The same rule will apply to the well hole with or without a structurally sound pipe in it.. when the density of the column of stuff coming up exceeds the pressures down below it will end.
Today's loss of a line that has been collecting millions of gallons of leaking oil in the Gulf of Mexico hints at the shape of gusher glitches to come. This time, the line and a containment cap were taken off the wellhead because of a pressure hiccup, reportedly due to an accident involving a remotely operated vehicle.
Hours after the cap was detached, the BP oil company began the process of putting it back over the leak. But BP might well have to repeat the exercise as hurricane season continues.
For more than two weeks, the containment cap has served as the most successful collection point for the oil that has been leaking from BP's broken well since April 20's fatal oil-rig explosion and sinking.
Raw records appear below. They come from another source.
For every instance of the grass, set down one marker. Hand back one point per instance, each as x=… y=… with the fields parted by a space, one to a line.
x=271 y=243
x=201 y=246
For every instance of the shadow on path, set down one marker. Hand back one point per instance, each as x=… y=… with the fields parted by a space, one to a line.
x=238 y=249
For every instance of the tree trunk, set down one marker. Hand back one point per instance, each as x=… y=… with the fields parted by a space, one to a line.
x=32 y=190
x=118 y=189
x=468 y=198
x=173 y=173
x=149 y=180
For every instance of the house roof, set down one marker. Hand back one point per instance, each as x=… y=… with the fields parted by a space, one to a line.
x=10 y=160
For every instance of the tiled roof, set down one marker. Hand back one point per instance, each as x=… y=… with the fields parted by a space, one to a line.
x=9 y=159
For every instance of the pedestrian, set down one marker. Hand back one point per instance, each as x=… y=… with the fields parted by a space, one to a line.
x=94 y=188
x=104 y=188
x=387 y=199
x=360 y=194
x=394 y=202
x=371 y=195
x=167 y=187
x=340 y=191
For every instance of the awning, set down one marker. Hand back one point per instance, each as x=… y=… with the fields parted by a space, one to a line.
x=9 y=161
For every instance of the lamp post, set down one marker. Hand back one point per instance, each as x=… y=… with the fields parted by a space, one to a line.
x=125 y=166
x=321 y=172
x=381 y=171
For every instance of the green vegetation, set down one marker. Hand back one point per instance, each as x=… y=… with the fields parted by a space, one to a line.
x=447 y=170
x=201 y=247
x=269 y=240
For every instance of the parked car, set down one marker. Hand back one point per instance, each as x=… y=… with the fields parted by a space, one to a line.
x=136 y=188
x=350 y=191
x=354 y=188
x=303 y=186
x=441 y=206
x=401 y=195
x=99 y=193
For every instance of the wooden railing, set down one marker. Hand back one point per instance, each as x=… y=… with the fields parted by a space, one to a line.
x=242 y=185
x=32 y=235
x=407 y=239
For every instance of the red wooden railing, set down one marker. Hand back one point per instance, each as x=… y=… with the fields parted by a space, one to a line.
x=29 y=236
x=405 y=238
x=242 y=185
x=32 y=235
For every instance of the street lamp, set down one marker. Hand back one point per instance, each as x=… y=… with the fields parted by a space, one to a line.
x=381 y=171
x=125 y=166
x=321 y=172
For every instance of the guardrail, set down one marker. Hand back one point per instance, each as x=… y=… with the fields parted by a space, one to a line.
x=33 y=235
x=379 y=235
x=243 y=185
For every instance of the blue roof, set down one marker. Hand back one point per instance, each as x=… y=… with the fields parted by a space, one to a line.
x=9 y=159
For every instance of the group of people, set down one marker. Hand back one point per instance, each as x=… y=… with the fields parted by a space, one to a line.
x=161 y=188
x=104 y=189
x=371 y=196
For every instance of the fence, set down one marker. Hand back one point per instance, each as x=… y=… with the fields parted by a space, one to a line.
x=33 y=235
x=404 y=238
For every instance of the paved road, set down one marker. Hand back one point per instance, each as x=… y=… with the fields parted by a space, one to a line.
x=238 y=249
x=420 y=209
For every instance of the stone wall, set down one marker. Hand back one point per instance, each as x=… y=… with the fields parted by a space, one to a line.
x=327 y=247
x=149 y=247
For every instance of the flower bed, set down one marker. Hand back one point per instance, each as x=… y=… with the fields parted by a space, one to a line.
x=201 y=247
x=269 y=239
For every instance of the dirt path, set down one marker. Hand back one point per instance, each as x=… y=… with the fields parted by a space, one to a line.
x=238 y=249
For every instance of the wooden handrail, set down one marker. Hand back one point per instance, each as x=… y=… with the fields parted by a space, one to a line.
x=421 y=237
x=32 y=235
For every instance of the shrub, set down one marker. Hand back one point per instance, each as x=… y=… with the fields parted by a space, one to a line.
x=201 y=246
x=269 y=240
The cap system has saved more than 200,000 barrels (8.4 million gallons) of oil so far, at a rate of up to 16,000 barrels (672,000 gallons) a day. Another 10,000 barrels (420,000 gallons) are being captured and burned off every day by a different collection system hooked up to the well's broken blowout preventer.
The source of the problem
So when the cap containment system had to be detached today, that made quite a dent in the oil-sucking operation. Coast Guard Adm. Thad Allen, the point man for the federal oil-spill response, explained during today's news briefing that the cap was removed after workers "noticed there was some kind of a gas rising through the vent that carries the warm water down that prohibits hydrates from forming." Hydrate crystals, which form from water and methane at a certain pressure and temperature, are what foiled the very first efforts to contain the oil flow - so BP wanted to make sure that didn't happen again.
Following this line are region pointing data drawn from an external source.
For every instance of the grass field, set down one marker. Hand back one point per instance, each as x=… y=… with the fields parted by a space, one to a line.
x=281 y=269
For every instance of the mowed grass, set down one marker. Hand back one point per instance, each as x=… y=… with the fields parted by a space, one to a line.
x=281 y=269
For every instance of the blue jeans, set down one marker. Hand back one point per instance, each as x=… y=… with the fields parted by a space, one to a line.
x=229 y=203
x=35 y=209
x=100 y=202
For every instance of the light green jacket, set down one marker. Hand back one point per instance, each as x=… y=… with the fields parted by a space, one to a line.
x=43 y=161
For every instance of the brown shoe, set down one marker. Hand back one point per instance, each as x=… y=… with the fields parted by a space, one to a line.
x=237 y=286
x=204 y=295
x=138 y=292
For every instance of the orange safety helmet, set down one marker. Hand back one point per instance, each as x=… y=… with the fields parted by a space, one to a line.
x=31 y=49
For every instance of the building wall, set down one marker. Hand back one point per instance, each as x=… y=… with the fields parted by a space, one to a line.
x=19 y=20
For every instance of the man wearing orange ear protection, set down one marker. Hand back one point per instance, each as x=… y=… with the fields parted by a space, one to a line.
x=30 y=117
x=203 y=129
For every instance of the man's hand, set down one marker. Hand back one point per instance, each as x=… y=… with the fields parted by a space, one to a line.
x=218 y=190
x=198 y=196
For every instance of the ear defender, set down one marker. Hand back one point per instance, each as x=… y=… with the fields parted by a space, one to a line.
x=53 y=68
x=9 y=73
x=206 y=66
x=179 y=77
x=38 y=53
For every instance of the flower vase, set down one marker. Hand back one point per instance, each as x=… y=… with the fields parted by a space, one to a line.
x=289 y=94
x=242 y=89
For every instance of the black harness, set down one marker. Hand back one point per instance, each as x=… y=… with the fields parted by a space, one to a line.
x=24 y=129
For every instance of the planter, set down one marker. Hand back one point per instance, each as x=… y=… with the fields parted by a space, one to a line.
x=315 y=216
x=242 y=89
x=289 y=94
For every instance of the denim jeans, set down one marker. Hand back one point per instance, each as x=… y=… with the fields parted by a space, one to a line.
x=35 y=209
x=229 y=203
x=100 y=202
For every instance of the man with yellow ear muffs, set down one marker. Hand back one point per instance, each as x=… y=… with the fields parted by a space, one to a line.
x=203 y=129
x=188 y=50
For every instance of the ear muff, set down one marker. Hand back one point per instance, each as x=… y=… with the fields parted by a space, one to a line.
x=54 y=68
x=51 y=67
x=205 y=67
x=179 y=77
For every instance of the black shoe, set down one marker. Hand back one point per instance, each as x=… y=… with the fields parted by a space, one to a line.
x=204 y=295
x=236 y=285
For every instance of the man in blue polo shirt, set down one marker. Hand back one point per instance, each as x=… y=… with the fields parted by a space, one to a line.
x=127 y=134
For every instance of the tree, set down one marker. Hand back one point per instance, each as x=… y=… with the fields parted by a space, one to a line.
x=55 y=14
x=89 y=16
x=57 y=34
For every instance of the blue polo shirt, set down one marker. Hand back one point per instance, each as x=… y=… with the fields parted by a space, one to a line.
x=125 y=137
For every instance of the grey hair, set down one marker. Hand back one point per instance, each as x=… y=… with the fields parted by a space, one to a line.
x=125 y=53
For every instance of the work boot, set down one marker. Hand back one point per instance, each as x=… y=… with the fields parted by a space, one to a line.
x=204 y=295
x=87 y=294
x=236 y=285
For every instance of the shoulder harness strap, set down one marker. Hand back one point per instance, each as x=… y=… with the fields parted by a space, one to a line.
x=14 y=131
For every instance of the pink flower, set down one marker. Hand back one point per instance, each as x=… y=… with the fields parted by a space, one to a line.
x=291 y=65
Allen said the glitch was apparently caused by "a remotely operated vehicle that ... bumped into one of those vents that allows the excess oil to come out." When the vent was closed, the pressure built up, causing gas to go the wrong way. As of this afternoon, BP double-checked the system to make sure it was safe to reattach the cap and return to capturing oil.
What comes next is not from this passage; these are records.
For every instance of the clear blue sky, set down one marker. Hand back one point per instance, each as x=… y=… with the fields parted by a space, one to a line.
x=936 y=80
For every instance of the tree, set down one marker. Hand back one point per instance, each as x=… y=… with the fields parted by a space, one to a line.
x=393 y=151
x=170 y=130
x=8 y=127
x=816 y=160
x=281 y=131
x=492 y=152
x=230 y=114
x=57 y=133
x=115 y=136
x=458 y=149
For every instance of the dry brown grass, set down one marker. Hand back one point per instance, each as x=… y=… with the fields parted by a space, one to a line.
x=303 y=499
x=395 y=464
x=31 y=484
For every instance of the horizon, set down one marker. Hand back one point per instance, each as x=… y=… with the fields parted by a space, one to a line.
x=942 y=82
Was this a remotely operated screw-up? Actually, the way Allen looks at it, this sort of thing is to be expected as the operation proceeds. He pointed out that there's been only one other ROV misstep, made during the early stages of the response to the gulf disaster. "I think the fact that we've had two bumps that have had some kind of a consequence associated with them in the 60-plus days [of the] response is a pretty good record. It's never going to be risk-free out there, and we need to watch it very closely," he told journalists.
Originally posted by seataka
Do you recall what we learned about the drilling mud? when it is heavy enough a column of it of sufficient length will stop the flow as it becomes hydrostatically balanced?
The same rule will apply to the well hole with or without a structurally sound pipe in it.. when the density of the column of stuff coming up exceeds the pressures down below it will end.